A tough pill to swallow
Why the silence about studies that show a link between oral contraceptives and cancer?
What’s the difference between taking hormones for menopause and taking hormones as a contraceptive? If you’re the Canadian Cancer Society, you’ll warn of the cancer risks of one, but not the other. For more than a year, the society has cautioned women that hormone replacement therapy – a treatment of estrogen and progestin, used to curb symptoms of menopause – increases their risk of breast cancer. But while growing numbers of experts suspect that birth control pills – which also contain estrogen and progestin – pose similar cancer risks, the CCS is silent on that product’s dangers, leading some to question whether the CCS is allowing politics to influence the way it treats matters of public health.
In 2004, when the CCS added HRT, in use for decades, to its list of possible causes of breast cancer, it seemed not only reasonable, but urgent, to do so. That year, a U.S. study into HRT was forced to a premature halt when researchers found the cancer risks of HRT for the female subjects outweighed the benefits of continuing the trial.
But the society has been taking a go-slow approach when it comes to gauging the potential risks of a close cousin of HRT, the pill, which has been used at some point by 84 per cent of Canadian women. Several doctors say there’s little difference between the two – except that the pill is riskier. “HRT is different from the pill in that HRT is actually much safer,” says Dr. Stanislaw Iwanicki, who has practised obstetrics and gynecology in Calgary for 20 years. The dose of estrogen, a carcinogen, is about three to five times higher in the pill than in HRT, he notes. And women often take the pill over longer periods of time and at a younger age.
Heather Logan, director of cancer control policy at the Canadian Cancer Society, says she’s not aware of any conclusive study proving the pill causes cancer, so the group makes no comment. “What I can comment on is that we are aware that there is a need to really look at the literature and we will be doing that in the coming months,” she says. Of the $21 million the CCS spent on breast cancer research between 2001 and 2006, none was allotted to probing the cancer risks of oral contraceptives.
Still, other studies raise worrying questions. Dr. Chris Kahlenborn, a Pennsylvania internist and author of Breast Cancer: Its Link to Abortion and the Birth Control Pill, says there are more than 18 studies – from such groups as the National Cancer Institute and the World Health Organization – that suggest the pill increases cancer risk.
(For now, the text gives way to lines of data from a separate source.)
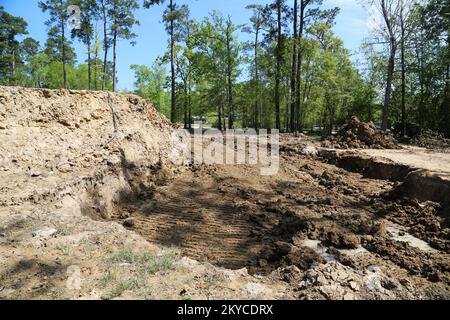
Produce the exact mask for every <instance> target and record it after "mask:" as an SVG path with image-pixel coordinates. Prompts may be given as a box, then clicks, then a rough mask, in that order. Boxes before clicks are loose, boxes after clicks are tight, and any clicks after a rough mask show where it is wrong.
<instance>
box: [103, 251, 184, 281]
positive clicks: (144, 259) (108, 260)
mask: <svg viewBox="0 0 450 320" xmlns="http://www.w3.org/2000/svg"><path fill="white" fill-rule="evenodd" d="M177 257H178V251H176V250H174V249H172V250H170V251H169V252H168V253H163V254H156V253H153V252H143V253H139V252H135V251H133V249H132V248H129V247H124V248H122V249H120V250H118V251H115V252H113V253H112V254H111V255H110V256H109V257H108V259H107V262H108V263H109V264H117V263H128V264H133V265H135V266H136V267H137V269H138V270H139V272H140V273H145V274H147V275H148V274H154V273H157V272H160V271H166V270H171V269H172V268H173V263H174V262H175V261H176V259H177Z"/></svg>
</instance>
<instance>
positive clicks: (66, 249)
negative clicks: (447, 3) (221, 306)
mask: <svg viewBox="0 0 450 320" xmlns="http://www.w3.org/2000/svg"><path fill="white" fill-rule="evenodd" d="M113 114H115V118H113ZM113 119H114V120H113ZM114 122H116V125H114ZM174 129H175V127H174V126H173V125H172V124H170V123H169V121H167V120H166V119H165V118H164V117H162V116H161V115H159V113H157V111H156V110H155V109H154V108H153V106H152V105H150V104H149V103H147V102H146V101H144V100H143V99H141V98H139V97H137V96H134V95H120V94H112V93H111V94H110V95H108V94H107V93H104V92H85V91H70V90H39V89H25V88H18V87H0V141H1V143H0V190H1V192H0V299H17V298H20V299H161V298H166V299H187V298H197V299H199V298H201V299H214V298H216V299H225V298H231V297H232V298H235V299H236V298H237V299H244V298H247V299H249V298H254V299H268V298H269V299H275V298H291V296H289V292H287V291H286V285H284V284H283V283H281V282H274V281H270V280H266V279H261V278H255V277H253V276H250V275H249V274H248V273H247V271H246V270H240V271H239V270H238V271H230V270H225V269H221V268H218V267H216V266H213V265H210V264H208V263H205V262H204V263H198V262H196V261H193V260H191V259H188V258H186V257H183V256H181V253H180V251H179V249H178V248H177V247H174V248H171V247H166V246H164V245H161V243H162V242H159V241H155V242H154V243H149V242H147V241H145V240H144V239H143V238H142V237H141V236H140V235H139V234H138V233H137V232H134V231H129V230H127V229H125V228H124V227H123V226H122V224H125V225H129V224H127V223H124V222H125V221H124V220H126V218H127V217H128V216H129V215H130V212H129V211H127V208H131V207H133V206H135V205H136V204H138V203H142V201H143V200H145V199H152V198H153V194H154V193H155V191H156V190H157V189H158V188H164V186H165V185H167V184H170V183H171V181H172V180H173V179H174V177H177V175H179V174H180V173H182V172H183V171H185V170H186V168H184V167H177V166H174V165H173V164H172V163H171V162H170V161H169V160H168V159H169V157H168V153H169V152H172V150H173V145H172V142H171V141H172V140H171V139H170V138H171V134H172V133H173V130H174ZM180 201H184V200H180ZM117 215H118V216H120V219H121V220H120V223H117V222H115V221H114V220H115V219H116V218H115V217H116V216H117ZM128 222H129V221H128ZM159 227H161V228H166V230H169V231H170V225H160V226H159ZM176 227H179V226H177V225H175V226H174V229H173V231H175V230H177V229H176ZM167 228H168V229H167ZM180 232H181V229H180ZM184 235H185V236H187V235H188V234H184ZM167 236H170V232H168V234H167Z"/></svg>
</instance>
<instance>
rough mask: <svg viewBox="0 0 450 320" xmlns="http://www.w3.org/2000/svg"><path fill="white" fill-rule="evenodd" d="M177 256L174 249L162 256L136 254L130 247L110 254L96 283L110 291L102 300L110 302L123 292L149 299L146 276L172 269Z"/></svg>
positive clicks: (176, 251) (121, 249) (122, 249)
mask: <svg viewBox="0 0 450 320" xmlns="http://www.w3.org/2000/svg"><path fill="white" fill-rule="evenodd" d="M178 255H179V253H178V251H177V250H174V249H172V250H170V251H169V252H164V253H162V254H157V253H155V252H137V251H134V250H133V249H132V248H130V247H124V248H121V249H119V250H117V251H114V252H112V253H111V254H110V255H109V256H108V257H107V258H106V259H105V263H106V269H107V271H106V273H105V275H104V276H103V277H102V278H101V279H100V280H99V283H98V284H99V285H100V286H102V287H103V288H110V290H111V291H110V292H109V293H108V294H106V295H105V296H103V297H102V299H104V300H111V299H114V298H117V297H119V296H121V295H122V294H123V293H124V292H125V291H137V290H139V294H143V295H144V296H146V297H148V298H150V297H151V293H150V291H149V288H148V286H147V285H146V284H147V280H148V276H150V275H152V274H155V273H157V272H161V271H167V270H171V269H173V264H174V262H175V261H176V259H177V257H178ZM120 264H128V265H129V267H128V266H127V268H121V267H120ZM113 270H115V271H113Z"/></svg>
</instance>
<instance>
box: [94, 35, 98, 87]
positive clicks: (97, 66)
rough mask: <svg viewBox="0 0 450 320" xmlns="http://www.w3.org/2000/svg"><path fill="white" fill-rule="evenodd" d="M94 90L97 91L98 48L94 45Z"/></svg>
mask: <svg viewBox="0 0 450 320" xmlns="http://www.w3.org/2000/svg"><path fill="white" fill-rule="evenodd" d="M94 59H95V60H94V88H95V90H98V74H97V71H98V46H97V44H96V45H95V55H94Z"/></svg>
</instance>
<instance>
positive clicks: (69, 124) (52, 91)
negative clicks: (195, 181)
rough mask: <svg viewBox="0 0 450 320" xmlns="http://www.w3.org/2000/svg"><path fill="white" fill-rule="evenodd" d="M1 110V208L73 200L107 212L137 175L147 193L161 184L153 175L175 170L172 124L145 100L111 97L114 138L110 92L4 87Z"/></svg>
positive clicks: (0, 150) (1, 90) (0, 111)
mask: <svg viewBox="0 0 450 320" xmlns="http://www.w3.org/2000/svg"><path fill="white" fill-rule="evenodd" d="M0 105H1V109H0V139H1V141H2V144H1V145H0V157H1V162H0V170H1V171H0V176H1V179H2V182H3V183H2V186H1V191H2V192H1V196H0V204H2V205H8V206H11V205H12V206H14V205H20V204H21V203H23V202H24V201H29V200H31V201H33V202H34V203H38V202H41V200H57V199H58V198H62V197H64V195H68V194H70V195H71V196H73V197H85V198H86V197H87V198H86V200H95V202H97V203H96V204H93V205H92V206H91V209H92V208H94V207H97V208H94V209H106V210H101V211H102V212H103V214H105V212H107V211H108V209H109V208H108V207H109V206H110V205H111V202H112V201H113V200H114V201H116V200H118V199H110V197H111V196H116V197H118V196H119V194H118V191H121V192H127V190H128V191H129V192H132V191H136V190H135V189H136V188H138V187H139V186H136V185H133V181H132V179H131V178H132V176H135V175H138V176H139V177H140V179H139V182H140V183H141V186H140V187H145V185H147V187H148V186H149V185H150V184H151V183H153V182H154V181H155V179H157V178H158V176H157V175H156V174H150V173H158V174H160V172H161V171H163V172H164V171H170V170H169V169H172V168H171V167H170V164H169V163H167V162H166V159H167V158H168V157H167V153H168V152H170V150H171V145H170V142H169V141H170V139H169V138H170V134H171V132H172V130H173V128H172V125H171V124H170V123H169V122H168V121H167V120H166V119H164V118H163V117H161V116H160V115H159V114H158V113H157V112H156V110H155V109H154V108H153V107H152V106H151V105H149V104H148V103H146V102H145V101H144V100H143V99H141V98H139V97H136V96H132V95H128V96H123V95H115V94H112V95H111V106H112V107H113V109H114V111H115V113H116V119H117V129H118V132H117V133H116V134H113V132H114V126H113V116H112V112H111V110H110V106H109V103H108V94H107V93H102V92H98V93H87V92H83V91H66V90H57V91H50V90H33V89H23V88H8V87H1V88H0ZM113 136H114V139H113V140H111V139H112V138H113ZM108 142H109V143H108ZM164 168H167V169H166V170H164ZM160 169H162V170H160ZM99 183H100V184H101V186H100V188H98V187H99V185H98V184H99ZM75 189H78V190H79V191H84V194H80V195H76V194H75V193H74V192H73V191H75ZM94 198H95V199H94ZM99 206H104V207H105V208H99ZM81 209H83V210H85V209H87V208H81Z"/></svg>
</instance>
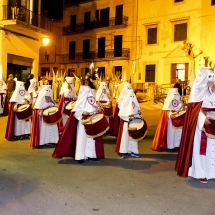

As recently as July, the WHO’s International Agency for Research on Cancer released study results showing that both HRT and hormone-based oral contraceptives were “carcinogenic.” But, Kahlenborn says, in an era when the pill is seen as a liberator for women and sexuality in general, the subject is threatening. When Kahlenborn was asked to testify before the Food and Drug Administration in 2000, many people at the hearing refused to listen to him. “One woman walked out before I even started my talk,” Kahlenborn says. “And the rest of them just put their heads down.”
U.S. journalist Barbara Seaman has covered hormones since the 1960s, authoring books including 2003’s The Greatest Experiment Ever Performed on Women, which cited evidence that the birth control pill poses manifold health risks. Seaman noted that Dr. Edward Charles Dodds, who invented synthetic estrogen in 1938, cautioned that it should be used only when necessary (say, for young girls born without ovaries and thus lacking estrogen). “It stimulates cells to grow faster, which is not always a good idea,” he warned. “If you take too much for too long, you may get cancer.”
Nearly 70 years later, Kahlenborn worries that the refusal of cancer groups – and not just in Canada – to warn women about the pill’s risks is endangering lives. “For the last 40 years, doctors said hormone replacement is safe,” he says. “In the last five years or so, they said, ‘Uh-oh, we made a big boo-boo.’ And I think they are going to do that with the pill in the next 10 years.” If that happens, women will want to know what took them so long.
This article first appeared in the Jan. 30 edition of The Western Standard. It is reprinted with permission.